Saturday, 23 August 2014

BASIC ACCOUNTING & FINANCE INTERVIEW SHORT QUESTIONS (191-200)



191 Market Capitalization : market capitalization means number of shares issued multiplied with market price per share.

192. Price Earning Ratio : the ratio between the share price and the post tax earnings of company is called as price earning ratio.

193. Dividend Yield : the dividend paid out by the company, is usually a  percentage of the face value of a share.

194  Market Risk : it refers to the risk which the investor is exposed to as a result of adverse  movements in the interest rates. It also referred to as the interest rate risk.

195  Re-Investment Risk : it the risk which an investor has to face as a result of a fall in the interest rates at the time of reinvesting the interest income flows from the fixed income security.  

196 Call Risk : call risk is associated with bonds have an embedded call option in them. This option hives the issuer the right to call back the bonds prior to maturity.
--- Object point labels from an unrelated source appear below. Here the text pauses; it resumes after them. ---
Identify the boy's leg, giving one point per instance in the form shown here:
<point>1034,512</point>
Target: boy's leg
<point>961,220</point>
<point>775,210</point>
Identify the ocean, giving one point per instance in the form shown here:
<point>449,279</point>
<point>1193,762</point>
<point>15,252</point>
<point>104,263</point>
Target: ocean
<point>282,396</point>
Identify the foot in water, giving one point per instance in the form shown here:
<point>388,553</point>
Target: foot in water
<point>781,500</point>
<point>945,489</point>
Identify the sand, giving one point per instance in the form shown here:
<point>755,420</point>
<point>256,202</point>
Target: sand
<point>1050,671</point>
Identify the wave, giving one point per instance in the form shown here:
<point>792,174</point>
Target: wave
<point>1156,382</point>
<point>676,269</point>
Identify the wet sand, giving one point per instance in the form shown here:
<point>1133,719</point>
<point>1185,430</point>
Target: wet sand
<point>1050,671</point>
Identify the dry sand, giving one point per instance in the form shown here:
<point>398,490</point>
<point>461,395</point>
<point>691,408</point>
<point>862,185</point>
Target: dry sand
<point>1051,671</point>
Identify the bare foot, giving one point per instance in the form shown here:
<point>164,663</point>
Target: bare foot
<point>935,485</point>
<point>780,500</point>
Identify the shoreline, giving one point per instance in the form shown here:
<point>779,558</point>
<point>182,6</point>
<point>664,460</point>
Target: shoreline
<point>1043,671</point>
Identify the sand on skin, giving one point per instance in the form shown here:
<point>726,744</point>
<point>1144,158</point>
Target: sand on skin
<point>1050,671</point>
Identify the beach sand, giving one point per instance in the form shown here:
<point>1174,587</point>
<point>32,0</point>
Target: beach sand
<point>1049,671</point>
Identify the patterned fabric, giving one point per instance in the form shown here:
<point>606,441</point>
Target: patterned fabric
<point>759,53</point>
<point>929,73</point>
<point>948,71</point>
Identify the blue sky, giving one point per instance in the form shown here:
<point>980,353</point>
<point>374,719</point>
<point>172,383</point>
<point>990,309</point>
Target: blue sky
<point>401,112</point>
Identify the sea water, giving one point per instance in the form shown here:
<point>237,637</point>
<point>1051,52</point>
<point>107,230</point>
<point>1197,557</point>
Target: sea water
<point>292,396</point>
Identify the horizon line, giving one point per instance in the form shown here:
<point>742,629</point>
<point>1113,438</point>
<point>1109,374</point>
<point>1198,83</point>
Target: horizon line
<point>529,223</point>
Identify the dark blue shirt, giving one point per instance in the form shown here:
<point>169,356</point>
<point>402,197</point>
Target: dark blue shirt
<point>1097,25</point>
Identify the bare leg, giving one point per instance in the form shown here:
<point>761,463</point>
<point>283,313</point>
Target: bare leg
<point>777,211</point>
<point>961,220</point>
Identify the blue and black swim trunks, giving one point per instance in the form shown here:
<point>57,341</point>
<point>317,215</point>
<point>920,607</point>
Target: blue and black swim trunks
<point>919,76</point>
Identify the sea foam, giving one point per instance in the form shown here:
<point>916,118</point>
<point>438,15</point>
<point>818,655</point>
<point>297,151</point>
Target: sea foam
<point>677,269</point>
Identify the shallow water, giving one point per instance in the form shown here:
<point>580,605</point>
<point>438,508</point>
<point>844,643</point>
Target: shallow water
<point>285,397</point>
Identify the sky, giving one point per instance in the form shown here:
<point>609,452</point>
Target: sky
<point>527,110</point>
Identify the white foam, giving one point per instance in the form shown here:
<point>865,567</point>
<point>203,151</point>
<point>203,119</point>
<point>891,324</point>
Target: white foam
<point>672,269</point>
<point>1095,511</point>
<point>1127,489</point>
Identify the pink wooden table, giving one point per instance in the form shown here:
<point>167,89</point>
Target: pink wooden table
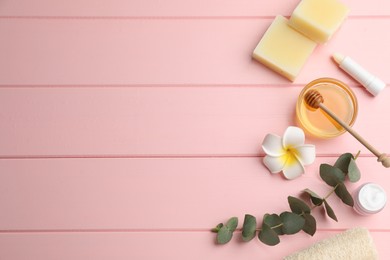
<point>129,128</point>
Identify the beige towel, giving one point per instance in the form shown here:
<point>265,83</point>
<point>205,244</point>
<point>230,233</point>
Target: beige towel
<point>353,244</point>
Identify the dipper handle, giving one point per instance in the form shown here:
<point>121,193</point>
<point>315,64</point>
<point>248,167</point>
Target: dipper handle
<point>382,157</point>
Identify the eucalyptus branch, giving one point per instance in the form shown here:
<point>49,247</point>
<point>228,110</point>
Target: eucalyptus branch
<point>300,217</point>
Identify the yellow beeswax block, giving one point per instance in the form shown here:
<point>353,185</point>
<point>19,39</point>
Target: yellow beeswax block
<point>318,19</point>
<point>283,49</point>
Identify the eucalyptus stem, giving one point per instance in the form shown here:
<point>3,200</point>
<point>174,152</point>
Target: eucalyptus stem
<point>300,217</point>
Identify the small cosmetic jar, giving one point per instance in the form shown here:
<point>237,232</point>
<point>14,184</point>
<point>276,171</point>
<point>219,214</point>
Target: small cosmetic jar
<point>370,198</point>
<point>338,97</point>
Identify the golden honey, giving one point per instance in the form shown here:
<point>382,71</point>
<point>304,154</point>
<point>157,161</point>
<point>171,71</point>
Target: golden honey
<point>338,97</point>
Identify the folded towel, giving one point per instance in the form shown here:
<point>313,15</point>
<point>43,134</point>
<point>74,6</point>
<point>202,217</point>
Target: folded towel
<point>354,244</point>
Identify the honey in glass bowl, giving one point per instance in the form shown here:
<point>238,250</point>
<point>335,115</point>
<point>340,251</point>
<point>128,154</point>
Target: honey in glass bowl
<point>338,97</point>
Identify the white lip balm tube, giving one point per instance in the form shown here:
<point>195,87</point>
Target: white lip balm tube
<point>369,81</point>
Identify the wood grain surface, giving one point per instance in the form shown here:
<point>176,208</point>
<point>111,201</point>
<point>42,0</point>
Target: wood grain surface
<point>128,129</point>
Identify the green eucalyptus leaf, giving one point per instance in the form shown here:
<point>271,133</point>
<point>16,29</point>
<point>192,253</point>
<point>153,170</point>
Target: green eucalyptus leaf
<point>353,171</point>
<point>316,199</point>
<point>342,192</point>
<point>274,222</point>
<point>232,224</point>
<point>329,211</point>
<point>268,236</point>
<point>224,235</point>
<point>343,162</point>
<point>249,228</point>
<point>292,223</point>
<point>217,228</point>
<point>298,206</point>
<point>331,175</point>
<point>310,226</point>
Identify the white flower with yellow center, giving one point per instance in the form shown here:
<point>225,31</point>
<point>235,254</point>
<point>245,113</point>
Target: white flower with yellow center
<point>288,154</point>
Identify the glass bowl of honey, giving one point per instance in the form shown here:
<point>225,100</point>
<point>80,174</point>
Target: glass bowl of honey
<point>338,97</point>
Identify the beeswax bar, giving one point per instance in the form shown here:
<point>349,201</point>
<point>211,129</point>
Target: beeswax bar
<point>283,49</point>
<point>318,19</point>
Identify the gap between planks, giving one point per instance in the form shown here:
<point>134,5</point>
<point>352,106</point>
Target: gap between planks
<point>194,17</point>
<point>173,156</point>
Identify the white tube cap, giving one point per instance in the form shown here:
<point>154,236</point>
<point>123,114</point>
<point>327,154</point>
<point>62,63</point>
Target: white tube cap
<point>375,86</point>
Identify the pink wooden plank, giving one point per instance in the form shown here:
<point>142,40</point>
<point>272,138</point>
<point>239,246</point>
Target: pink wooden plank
<point>164,121</point>
<point>171,8</point>
<point>160,194</point>
<point>161,245</point>
<point>161,51</point>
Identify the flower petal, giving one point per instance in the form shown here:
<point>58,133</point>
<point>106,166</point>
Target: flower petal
<point>293,136</point>
<point>275,164</point>
<point>272,145</point>
<point>306,153</point>
<point>293,168</point>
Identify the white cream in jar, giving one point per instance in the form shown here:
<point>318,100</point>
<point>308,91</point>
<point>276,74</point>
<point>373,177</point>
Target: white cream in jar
<point>370,198</point>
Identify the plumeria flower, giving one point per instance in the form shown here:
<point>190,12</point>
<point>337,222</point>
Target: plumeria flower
<point>288,154</point>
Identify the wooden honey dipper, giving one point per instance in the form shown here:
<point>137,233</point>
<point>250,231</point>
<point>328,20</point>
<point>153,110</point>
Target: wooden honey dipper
<point>314,99</point>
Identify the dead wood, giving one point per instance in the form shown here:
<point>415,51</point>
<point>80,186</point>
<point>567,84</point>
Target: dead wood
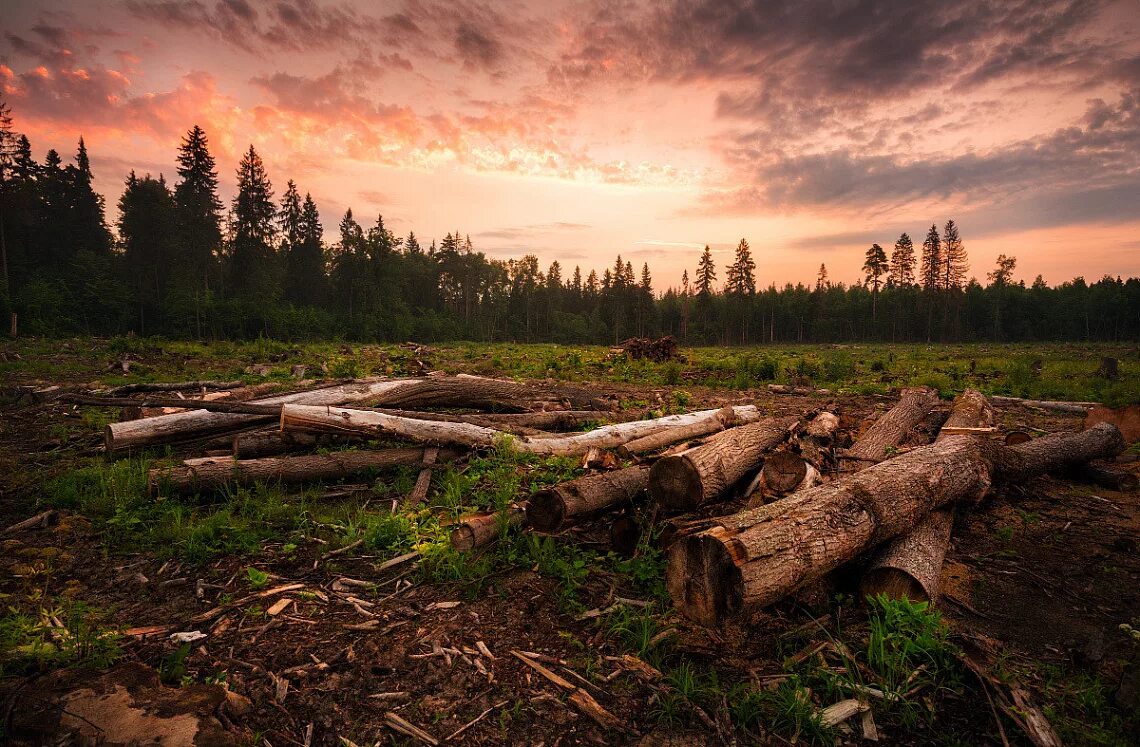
<point>705,473</point>
<point>560,506</point>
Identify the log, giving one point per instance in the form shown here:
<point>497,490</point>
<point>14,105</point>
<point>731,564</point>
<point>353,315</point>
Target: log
<point>702,475</point>
<point>481,529</point>
<point>211,473</point>
<point>1106,477</point>
<point>756,557</point>
<point>725,417</point>
<point>893,427</point>
<point>341,420</point>
<point>910,566</point>
<point>563,505</point>
<point>1076,408</point>
<point>197,423</point>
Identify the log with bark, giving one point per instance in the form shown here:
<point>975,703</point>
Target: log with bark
<point>910,566</point>
<point>892,427</point>
<point>705,473</point>
<point>756,557</point>
<point>480,529</point>
<point>725,417</point>
<point>341,420</point>
<point>563,505</point>
<point>211,473</point>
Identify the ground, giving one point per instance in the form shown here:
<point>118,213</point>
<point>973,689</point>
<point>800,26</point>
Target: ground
<point>1047,573</point>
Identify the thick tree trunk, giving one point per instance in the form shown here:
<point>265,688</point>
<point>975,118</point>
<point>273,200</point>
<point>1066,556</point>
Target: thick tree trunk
<point>702,475</point>
<point>893,427</point>
<point>481,529</point>
<point>563,505</point>
<point>340,420</point>
<point>197,423</point>
<point>910,566</point>
<point>756,557</point>
<point>211,473</point>
<point>725,417</point>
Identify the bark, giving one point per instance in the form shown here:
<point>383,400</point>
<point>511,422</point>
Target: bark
<point>1076,408</point>
<point>340,420</point>
<point>910,566</point>
<point>211,473</point>
<point>481,529</point>
<point>754,558</point>
<point>563,505</point>
<point>893,427</point>
<point>197,423</point>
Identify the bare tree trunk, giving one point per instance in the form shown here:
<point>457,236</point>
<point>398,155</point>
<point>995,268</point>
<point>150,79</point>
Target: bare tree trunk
<point>702,475</point>
<point>210,473</point>
<point>756,557</point>
<point>563,505</point>
<point>339,420</point>
<point>910,566</point>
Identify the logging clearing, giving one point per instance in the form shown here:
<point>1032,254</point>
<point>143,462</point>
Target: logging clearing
<point>413,540</point>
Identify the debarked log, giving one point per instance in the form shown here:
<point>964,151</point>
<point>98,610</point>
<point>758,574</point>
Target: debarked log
<point>211,473</point>
<point>560,506</point>
<point>705,473</point>
<point>341,420</point>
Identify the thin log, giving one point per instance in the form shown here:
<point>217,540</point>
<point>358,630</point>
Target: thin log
<point>480,529</point>
<point>893,427</point>
<point>756,557</point>
<point>725,417</point>
<point>201,422</point>
<point>171,386</point>
<point>211,473</point>
<point>910,566</point>
<point>1076,408</point>
<point>702,475</point>
<point>341,420</point>
<point>563,505</point>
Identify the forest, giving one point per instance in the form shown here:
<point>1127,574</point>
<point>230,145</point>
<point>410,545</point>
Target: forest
<point>179,262</point>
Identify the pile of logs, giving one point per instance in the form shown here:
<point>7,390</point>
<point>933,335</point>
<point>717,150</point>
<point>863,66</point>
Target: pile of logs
<point>807,497</point>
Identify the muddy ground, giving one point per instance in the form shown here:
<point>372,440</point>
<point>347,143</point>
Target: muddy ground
<point>1048,570</point>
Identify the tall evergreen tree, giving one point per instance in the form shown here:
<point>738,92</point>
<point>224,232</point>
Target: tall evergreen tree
<point>931,260</point>
<point>706,273</point>
<point>902,262</point>
<point>197,208</point>
<point>741,278</point>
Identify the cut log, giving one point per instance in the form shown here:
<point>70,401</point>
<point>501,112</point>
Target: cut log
<point>702,475</point>
<point>910,566</point>
<point>1106,477</point>
<point>782,472</point>
<point>481,529</point>
<point>197,423</point>
<point>893,427</point>
<point>341,420</point>
<point>1076,408</point>
<point>725,417</point>
<point>756,557</point>
<point>563,505</point>
<point>211,473</point>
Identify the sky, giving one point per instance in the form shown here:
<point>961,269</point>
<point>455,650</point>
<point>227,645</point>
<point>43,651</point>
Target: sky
<point>577,131</point>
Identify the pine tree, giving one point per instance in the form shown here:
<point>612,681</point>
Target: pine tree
<point>706,273</point>
<point>252,226</point>
<point>902,262</point>
<point>931,260</point>
<point>197,206</point>
<point>954,264</point>
<point>741,278</point>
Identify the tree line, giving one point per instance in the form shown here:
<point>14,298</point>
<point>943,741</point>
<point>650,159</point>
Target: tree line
<point>182,264</point>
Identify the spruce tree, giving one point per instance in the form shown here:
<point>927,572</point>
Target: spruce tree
<point>902,262</point>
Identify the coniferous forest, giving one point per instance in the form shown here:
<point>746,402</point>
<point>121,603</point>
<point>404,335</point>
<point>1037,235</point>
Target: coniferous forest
<point>179,262</point>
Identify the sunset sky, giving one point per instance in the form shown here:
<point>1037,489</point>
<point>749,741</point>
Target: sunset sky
<point>580,130</point>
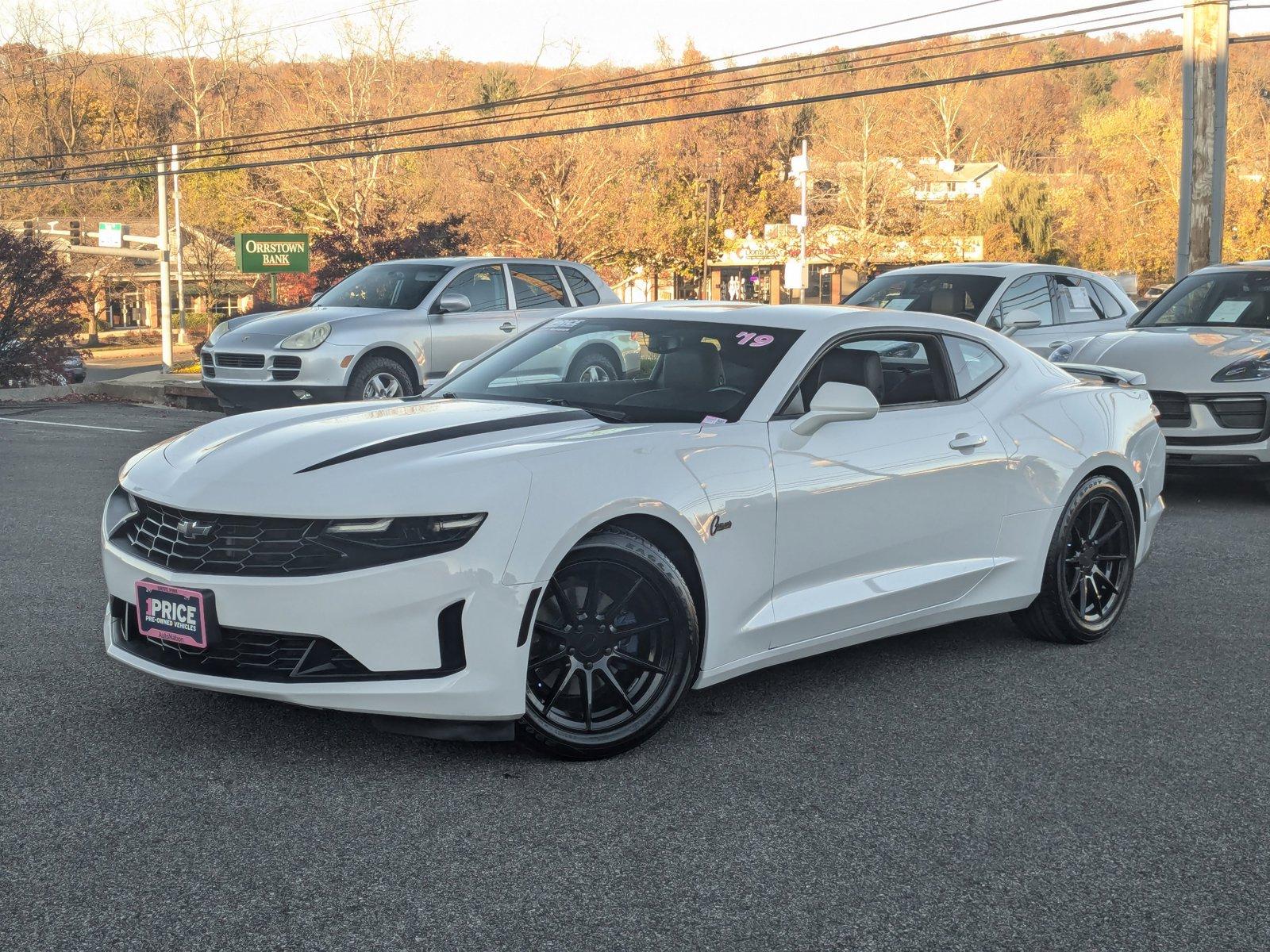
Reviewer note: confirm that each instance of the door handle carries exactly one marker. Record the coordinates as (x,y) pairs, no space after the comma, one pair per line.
(965,441)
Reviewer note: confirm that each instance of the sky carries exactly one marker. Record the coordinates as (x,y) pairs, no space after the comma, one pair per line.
(626,33)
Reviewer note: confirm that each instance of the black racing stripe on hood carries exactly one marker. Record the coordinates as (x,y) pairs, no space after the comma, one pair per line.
(468,429)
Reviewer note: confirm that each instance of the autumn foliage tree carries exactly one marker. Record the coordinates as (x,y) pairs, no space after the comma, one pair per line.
(37,325)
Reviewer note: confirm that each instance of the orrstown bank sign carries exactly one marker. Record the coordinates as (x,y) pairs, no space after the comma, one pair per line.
(264,254)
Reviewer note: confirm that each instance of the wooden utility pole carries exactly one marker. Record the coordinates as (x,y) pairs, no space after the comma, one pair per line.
(1202,207)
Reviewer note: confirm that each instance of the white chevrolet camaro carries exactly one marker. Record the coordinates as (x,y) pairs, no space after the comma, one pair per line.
(1204,348)
(562,560)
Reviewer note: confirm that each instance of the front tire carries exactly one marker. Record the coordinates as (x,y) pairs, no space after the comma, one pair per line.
(594,366)
(380,378)
(1089,569)
(613,651)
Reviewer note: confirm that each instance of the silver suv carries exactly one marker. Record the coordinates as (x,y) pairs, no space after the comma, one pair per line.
(394,328)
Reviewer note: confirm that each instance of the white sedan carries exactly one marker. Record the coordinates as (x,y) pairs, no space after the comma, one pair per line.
(1204,348)
(1041,306)
(563,560)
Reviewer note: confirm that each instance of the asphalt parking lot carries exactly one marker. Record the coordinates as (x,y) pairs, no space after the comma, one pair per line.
(962,789)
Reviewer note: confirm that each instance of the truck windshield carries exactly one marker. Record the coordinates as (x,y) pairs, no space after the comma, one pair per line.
(393,286)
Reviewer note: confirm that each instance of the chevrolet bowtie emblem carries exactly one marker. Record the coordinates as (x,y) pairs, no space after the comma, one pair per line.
(188,528)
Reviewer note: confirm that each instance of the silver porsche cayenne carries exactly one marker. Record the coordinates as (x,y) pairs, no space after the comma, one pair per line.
(394,328)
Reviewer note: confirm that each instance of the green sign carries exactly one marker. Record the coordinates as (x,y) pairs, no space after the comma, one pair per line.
(271,254)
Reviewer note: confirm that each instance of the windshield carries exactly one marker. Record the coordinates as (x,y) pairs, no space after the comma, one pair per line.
(632,370)
(385,286)
(1233,298)
(950,292)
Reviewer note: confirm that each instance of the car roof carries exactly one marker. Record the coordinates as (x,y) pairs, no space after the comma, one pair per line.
(997,270)
(789,317)
(482,259)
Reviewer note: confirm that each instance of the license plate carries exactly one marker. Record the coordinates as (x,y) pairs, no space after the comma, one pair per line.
(181,616)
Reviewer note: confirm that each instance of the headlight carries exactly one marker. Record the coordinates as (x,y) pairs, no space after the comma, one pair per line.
(1249,368)
(306,340)
(1062,353)
(404,537)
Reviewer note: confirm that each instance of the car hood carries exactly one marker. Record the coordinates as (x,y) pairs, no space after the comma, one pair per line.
(347,459)
(1176,359)
(270,329)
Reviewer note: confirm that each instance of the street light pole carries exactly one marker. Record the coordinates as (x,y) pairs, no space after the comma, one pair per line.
(802,230)
(181,264)
(1206,37)
(164,271)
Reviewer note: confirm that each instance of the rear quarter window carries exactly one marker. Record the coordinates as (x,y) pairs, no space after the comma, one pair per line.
(583,291)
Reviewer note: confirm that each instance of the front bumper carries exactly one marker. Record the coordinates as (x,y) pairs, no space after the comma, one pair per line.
(387,619)
(258,378)
(270,397)
(1206,431)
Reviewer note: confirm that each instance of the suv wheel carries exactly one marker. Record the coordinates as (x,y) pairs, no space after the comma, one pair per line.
(380,378)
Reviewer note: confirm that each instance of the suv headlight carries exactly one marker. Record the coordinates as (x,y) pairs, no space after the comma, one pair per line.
(403,537)
(1062,353)
(306,340)
(1257,367)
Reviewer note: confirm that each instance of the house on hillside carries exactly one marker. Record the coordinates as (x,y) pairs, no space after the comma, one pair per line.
(125,291)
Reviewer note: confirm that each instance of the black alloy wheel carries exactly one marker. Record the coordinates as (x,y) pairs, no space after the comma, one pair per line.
(1089,569)
(613,651)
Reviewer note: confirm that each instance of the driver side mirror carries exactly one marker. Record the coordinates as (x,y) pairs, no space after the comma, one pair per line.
(836,403)
(454,302)
(1020,321)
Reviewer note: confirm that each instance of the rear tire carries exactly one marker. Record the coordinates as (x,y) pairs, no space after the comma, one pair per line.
(380,378)
(613,651)
(1089,568)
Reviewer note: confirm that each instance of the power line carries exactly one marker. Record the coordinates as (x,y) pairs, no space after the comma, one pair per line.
(971,46)
(615,84)
(656,120)
(371,6)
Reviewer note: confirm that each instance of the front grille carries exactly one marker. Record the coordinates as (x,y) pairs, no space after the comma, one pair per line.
(1242,413)
(286,367)
(243,361)
(229,545)
(1174,408)
(262,655)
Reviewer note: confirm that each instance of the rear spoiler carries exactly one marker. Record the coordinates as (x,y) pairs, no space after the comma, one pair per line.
(1108,374)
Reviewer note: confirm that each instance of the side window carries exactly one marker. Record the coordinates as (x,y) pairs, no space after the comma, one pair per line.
(583,291)
(1029,294)
(1111,308)
(897,371)
(484,287)
(1079,298)
(973,365)
(537,286)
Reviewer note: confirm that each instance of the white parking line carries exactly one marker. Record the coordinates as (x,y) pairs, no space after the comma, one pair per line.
(78,425)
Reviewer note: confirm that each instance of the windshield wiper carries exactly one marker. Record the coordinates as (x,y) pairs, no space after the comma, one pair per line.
(607,416)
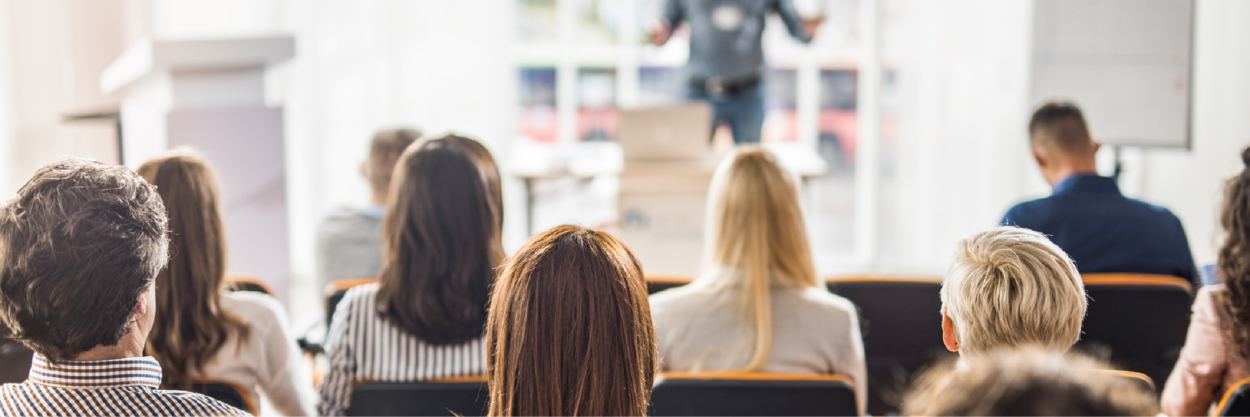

197  Credit Risk : credit risk refers to the probability that a borrower could default on            a commitment to repay debt or band loans

198 Inflation Risk : inflation risk reflects the changes in the purchasing power of the cash flows resulting from the fixed income security.

199 Liquid Risk : it is also called market risk, it refers to the ease with which bonds could be traded in the market.


200 Drawings : drawings denotes the money withdrawn by the proprietor from the business for his personal use.